Cette première étape de diagnostic a notamment permis au bureau d’études Laurent Mouly d’élaborer un scénario de rénovation susceptible d’exploiter l’énergie « fatale » présente au cœur de l’édifice, qui résulte des déperditions des parois des logements et des divers fluides de chauffage et d’eau chaude dans les parties communes. Cette hypothèse s’inscrit dans le prolongement de la recherche « Smart French, la résilience de la ville moderne 1945-1975 » (voir l’entretien avec Raphaël Labrunye, p. XX) et notamment des travaux de Margherita Ferrucci, qui a mis en évidence le potentiel de ventilation naturelle de ces immeubles. Il apparaît envisageable de mettre en place un dispositif de ventilation naturelle dans les parties communes, depuis les sous-sols jusqu’aux circulations verticales, qui fonctionnerait en quelque sorte comme un puits canadien, usant de l’inertie non pas du sol mais de la construction elle-même, en préchauffant l’air neuf entrant dans les logements. Ce nouveau cheminement de l’air préchauffé par les parties communes réglerait ainsi le phénomène de courants d’air froid constaté actuellement et offrirait un gain énergétique d’environ 15 %, selon Laurent Mouly. L’air pourrait ainsi emprunter des conduits abandonnés comme les gaines des vide-ordures désaffectées. De même, ce dispositif pourrait apporter un rafraîchissement intéressant en été qui profiterait de l’inertie thermique du bâtiment.

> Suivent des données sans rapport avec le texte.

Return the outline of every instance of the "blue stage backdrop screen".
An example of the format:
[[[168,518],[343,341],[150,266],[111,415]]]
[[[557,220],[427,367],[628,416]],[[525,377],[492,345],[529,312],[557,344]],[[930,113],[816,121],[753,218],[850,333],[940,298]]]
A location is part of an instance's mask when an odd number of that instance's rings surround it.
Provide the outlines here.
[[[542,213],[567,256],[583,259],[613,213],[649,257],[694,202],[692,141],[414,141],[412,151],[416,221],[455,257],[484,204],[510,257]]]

L’hypothèse prend appui sur les caractéristiques existantes de la tour et vise à les améliorer plutôt que d’installer une complexe ventilation mécanique avec ses nombreuses nouvelles tuyauteries. Cette démarche porte en elle l’idée d’optimiser et d’actualiser l’existant en en révélant les qualités intrinsèques et en en corrigeant les défauts. Une campagne d’expérimentation est en cours de programmation pour en vérifier la faisabilité. Elle portera sur un certain nombre d’instrumentations pour mesurer les directions et vitesses des flux d’air, les températures des parties communes, leur hygrométrie, etc., avant d’engager des travaux de rénovation. Gageons que ce développement expérimental, issu d’une recherche théorique entreprise quelques années plutôt à l’initiative du ministère de la Culture, saura offrir une alternative pertinente à la menace toujours présente de solutions génériques et high-tech dont la performance se fait trop souvent aux dépens de la qualité architecturale, voire des qualités d’habitabilité, ici remarquables.